There's got to be shark genre fans here! Anyone watched it already? I think it played like a big budget B-Movie...which is AWESOME! XD

It's got good silly fun with a balance of over-the-top shark goodness and seriousness...if serious plots can even exist in a film about a giant primeval shark, haha.

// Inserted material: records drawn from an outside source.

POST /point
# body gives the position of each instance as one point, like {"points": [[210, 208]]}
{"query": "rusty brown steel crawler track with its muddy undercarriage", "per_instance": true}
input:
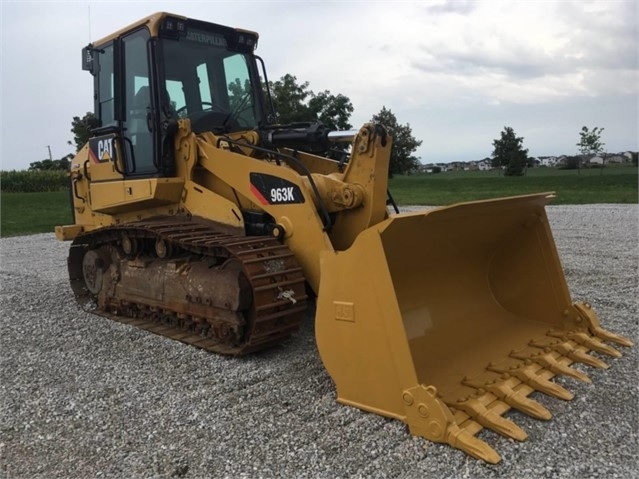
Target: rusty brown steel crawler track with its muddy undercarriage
{"points": [[188, 281]]}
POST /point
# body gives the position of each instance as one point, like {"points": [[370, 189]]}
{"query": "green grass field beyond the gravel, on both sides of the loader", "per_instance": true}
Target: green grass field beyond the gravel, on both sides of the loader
{"points": [[27, 213]]}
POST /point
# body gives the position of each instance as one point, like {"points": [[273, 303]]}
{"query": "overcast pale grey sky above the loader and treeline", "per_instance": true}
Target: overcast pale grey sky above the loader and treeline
{"points": [[457, 71]]}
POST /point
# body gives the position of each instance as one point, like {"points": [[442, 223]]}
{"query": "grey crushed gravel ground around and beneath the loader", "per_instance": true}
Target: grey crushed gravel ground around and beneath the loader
{"points": [[82, 396]]}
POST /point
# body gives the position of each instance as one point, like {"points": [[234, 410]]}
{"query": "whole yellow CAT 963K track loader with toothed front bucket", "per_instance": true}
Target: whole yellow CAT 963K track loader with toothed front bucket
{"points": [[197, 217]]}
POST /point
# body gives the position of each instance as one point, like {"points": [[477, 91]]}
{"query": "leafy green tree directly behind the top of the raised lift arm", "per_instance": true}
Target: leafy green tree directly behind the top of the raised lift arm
{"points": [[404, 143]]}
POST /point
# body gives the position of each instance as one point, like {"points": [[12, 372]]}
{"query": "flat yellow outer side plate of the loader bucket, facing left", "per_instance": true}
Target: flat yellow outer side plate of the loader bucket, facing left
{"points": [[359, 330]]}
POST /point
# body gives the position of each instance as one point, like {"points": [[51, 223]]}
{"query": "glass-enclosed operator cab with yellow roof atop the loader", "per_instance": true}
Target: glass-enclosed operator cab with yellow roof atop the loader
{"points": [[165, 68]]}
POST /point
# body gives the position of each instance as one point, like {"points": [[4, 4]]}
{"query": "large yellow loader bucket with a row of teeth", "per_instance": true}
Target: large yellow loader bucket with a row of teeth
{"points": [[447, 318]]}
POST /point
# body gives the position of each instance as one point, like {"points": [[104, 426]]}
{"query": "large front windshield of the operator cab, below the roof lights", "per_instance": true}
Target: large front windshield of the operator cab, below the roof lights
{"points": [[209, 84]]}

Also, pitting Jason Statham against a CGI shark turned out to be as satisfying as I wanted it to be


----------



## Okami_No_Heishi (Aug 17, 2018)

Who doesn't love the original Jaws!? I watched it over and over again as a kid. Another good one thats overlooked is Deep Blue Sea. It even had LL Cool J in it!!


----------



## Okami_No_Heishi (Aug 17, 2018)

And I am NOT ashamed to say I have not seen Sharknado!


----------



## coldbrew (Aug 17, 2018)

Okami_No_Heishi said:


> Who doesn't love the original Jaws!? I watched it over and over again as a kid. Another good one thats overlooked is Deep Blue Sea. It even had LL Cool J in it!!



Oh man, Deep Blue Sea! Definitely overlooked but a classic. I think that got me into shark movies as a kid (I saw Jaws on TV later on, but that scene where they got stuck in the long tunnel really got me). And Samuel L. Jackson also got eaten in it!!! 

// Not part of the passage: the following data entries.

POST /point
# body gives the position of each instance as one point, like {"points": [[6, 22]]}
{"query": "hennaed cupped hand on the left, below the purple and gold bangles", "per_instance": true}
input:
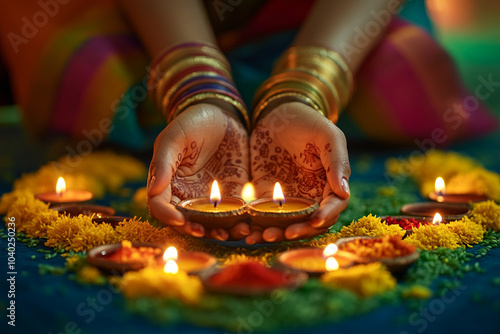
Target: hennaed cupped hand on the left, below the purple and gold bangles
{"points": [[205, 142]]}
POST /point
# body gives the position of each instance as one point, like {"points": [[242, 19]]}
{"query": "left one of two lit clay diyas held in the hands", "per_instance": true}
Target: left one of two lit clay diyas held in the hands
{"points": [[214, 212]]}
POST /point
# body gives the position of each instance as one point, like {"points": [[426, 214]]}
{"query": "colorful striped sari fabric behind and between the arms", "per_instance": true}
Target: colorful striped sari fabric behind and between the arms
{"points": [[77, 69]]}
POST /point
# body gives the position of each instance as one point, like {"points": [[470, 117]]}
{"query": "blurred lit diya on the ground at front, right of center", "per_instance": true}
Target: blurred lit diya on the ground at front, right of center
{"points": [[316, 261]]}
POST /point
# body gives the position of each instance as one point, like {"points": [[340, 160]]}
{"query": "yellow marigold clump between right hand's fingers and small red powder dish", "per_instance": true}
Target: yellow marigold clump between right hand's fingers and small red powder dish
{"points": [[370, 226]]}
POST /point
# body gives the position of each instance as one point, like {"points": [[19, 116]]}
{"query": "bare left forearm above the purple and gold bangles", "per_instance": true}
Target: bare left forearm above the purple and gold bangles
{"points": [[161, 24]]}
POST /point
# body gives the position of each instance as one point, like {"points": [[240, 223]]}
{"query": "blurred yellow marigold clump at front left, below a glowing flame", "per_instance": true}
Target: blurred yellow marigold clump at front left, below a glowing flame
{"points": [[155, 283]]}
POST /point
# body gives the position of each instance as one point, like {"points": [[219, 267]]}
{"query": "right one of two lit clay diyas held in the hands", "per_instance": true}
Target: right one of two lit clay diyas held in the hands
{"points": [[279, 212]]}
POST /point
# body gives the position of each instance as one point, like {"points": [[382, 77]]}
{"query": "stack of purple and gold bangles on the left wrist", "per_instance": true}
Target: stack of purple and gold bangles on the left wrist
{"points": [[190, 73]]}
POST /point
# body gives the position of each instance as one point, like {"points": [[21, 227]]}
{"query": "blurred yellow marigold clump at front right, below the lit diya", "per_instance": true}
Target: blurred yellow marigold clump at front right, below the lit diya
{"points": [[364, 280]]}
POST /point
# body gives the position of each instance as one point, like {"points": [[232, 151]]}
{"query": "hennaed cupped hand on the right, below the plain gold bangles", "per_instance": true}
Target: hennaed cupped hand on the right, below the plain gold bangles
{"points": [[304, 151]]}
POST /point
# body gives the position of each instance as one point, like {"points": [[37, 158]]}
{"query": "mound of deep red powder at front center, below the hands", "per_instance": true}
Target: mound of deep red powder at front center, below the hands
{"points": [[249, 274]]}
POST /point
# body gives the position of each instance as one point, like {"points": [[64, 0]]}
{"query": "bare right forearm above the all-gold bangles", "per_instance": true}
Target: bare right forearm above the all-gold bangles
{"points": [[352, 28]]}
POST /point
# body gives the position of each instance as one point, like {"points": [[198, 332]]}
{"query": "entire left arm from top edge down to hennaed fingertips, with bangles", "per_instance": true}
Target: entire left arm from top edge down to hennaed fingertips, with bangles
{"points": [[186, 151]]}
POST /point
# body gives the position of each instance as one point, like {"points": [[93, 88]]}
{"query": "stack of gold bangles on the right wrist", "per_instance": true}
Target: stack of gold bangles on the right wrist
{"points": [[313, 75]]}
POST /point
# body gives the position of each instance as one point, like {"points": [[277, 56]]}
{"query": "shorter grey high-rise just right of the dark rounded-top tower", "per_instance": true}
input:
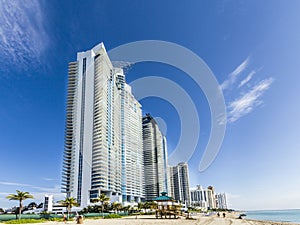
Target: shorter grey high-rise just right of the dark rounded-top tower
{"points": [[179, 183]]}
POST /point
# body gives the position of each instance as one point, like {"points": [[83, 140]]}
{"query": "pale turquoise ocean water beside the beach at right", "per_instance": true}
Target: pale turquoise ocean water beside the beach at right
{"points": [[275, 215]]}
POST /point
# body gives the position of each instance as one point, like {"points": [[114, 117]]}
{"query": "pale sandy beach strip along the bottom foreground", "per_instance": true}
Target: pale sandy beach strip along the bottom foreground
{"points": [[231, 219]]}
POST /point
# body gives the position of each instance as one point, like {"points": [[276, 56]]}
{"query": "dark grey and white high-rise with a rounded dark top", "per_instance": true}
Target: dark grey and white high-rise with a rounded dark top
{"points": [[155, 159]]}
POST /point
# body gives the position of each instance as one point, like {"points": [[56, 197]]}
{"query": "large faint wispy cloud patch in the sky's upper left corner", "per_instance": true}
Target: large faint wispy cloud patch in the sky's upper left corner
{"points": [[22, 34]]}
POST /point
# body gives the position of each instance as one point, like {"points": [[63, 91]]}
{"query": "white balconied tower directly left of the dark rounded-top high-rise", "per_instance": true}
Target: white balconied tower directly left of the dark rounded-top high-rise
{"points": [[132, 148]]}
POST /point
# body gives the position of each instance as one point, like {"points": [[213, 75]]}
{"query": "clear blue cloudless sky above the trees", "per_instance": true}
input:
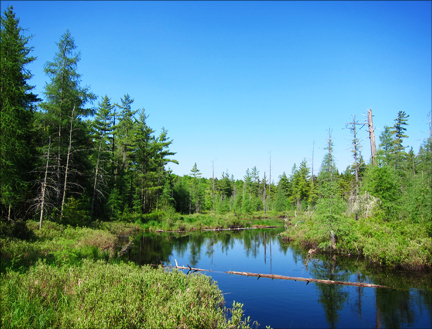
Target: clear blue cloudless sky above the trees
{"points": [[234, 81]]}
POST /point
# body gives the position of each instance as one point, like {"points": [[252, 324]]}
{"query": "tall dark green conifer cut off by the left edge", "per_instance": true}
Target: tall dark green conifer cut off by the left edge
{"points": [[16, 114]]}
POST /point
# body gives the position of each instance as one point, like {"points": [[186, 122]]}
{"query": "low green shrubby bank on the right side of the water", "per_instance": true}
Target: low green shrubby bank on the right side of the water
{"points": [[392, 244]]}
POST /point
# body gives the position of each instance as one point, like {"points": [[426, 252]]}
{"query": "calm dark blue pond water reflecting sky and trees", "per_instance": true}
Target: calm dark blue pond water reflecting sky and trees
{"points": [[291, 304]]}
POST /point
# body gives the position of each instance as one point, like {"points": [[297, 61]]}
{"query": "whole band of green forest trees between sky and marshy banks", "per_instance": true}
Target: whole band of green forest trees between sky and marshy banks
{"points": [[71, 160]]}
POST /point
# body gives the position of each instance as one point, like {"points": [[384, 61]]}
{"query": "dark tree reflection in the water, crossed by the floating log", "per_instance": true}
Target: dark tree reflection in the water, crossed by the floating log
{"points": [[332, 297]]}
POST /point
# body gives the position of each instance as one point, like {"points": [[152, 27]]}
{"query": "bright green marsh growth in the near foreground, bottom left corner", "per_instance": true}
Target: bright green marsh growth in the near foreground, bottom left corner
{"points": [[124, 295]]}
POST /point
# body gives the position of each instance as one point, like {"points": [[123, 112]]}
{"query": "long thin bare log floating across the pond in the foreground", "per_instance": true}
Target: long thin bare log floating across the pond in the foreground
{"points": [[279, 277]]}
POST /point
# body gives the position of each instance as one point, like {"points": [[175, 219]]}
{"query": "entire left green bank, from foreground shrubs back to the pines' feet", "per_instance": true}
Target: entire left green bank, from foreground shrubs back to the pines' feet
{"points": [[72, 277]]}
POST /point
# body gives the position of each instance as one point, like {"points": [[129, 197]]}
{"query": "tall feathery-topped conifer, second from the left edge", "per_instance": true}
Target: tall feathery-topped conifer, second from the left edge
{"points": [[64, 108]]}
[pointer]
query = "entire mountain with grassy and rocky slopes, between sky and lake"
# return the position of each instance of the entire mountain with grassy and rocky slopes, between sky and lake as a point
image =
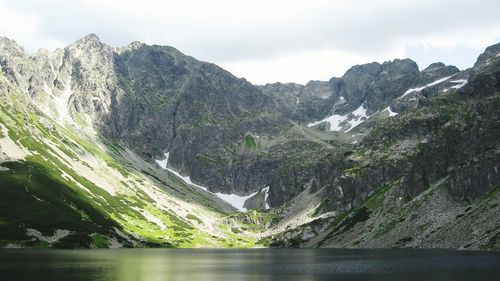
(145, 146)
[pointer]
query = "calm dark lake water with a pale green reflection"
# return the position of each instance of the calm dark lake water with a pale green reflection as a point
(255, 264)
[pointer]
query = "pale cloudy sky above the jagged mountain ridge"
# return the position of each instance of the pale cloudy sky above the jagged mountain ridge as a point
(269, 40)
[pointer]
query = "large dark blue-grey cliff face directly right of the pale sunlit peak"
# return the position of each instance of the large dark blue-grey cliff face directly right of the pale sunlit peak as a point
(196, 111)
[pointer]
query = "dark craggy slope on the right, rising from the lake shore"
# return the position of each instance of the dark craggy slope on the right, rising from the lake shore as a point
(428, 177)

Also Sharknado...I haven't seen it neither. I don't think I know anyone who wants to watch it together HAHA


----------



## ShyFox (Aug 17, 2018)

I have yet to see this film, but I do intend to view it soon! I do have high expectations for it. The previews gave me a ‘Jurassic Park’ feel. I shall share my opinion on this once I have viewed it!


----------



## Scales42 (Aug 17, 2018)

I read 4 of the MEG books by Steve Alten, so iam naturally very excited to see the movie adaptation. ^^


----------



## Scales42 (Aug 17, 2018)

BTW, I just noticed that many people dont even know about the books, which is surprising to me.
As far as I know the books are very successful in the United States. As a European I had to import half of them unfortunately.
The first two where great, the rest, well, that's debatable.


----------



## coldbrew (Aug 17, 2018)

ShyFox said:


> I have yet to see this film, but I do intend to view it soon! I do have high expectations for it. The previews gave me a ‘Jurassic Park’ feel. I shall share my opinion on this once I have viewed it!


Hope you enjoy it! 



Scales42 said:


> BTW, I just noticed that many people dont even know about the books, which is surprising to me.
> As far as I know the books are very successful in the United States. As a European I had to import half of them unfortunately.
> The first two where great, the rest, well, that's debatable.



Oh yeah I completely forgot about the novel (heard it some time ago but...hahah)! Didn't know it was a series though. I'll have to pick up the first one then! 
It being adapted from a novel explains a lot of things though. I thought the origin of the megalodon is real cool since it's kinda rare to see ideas based on real science in movie like these


----------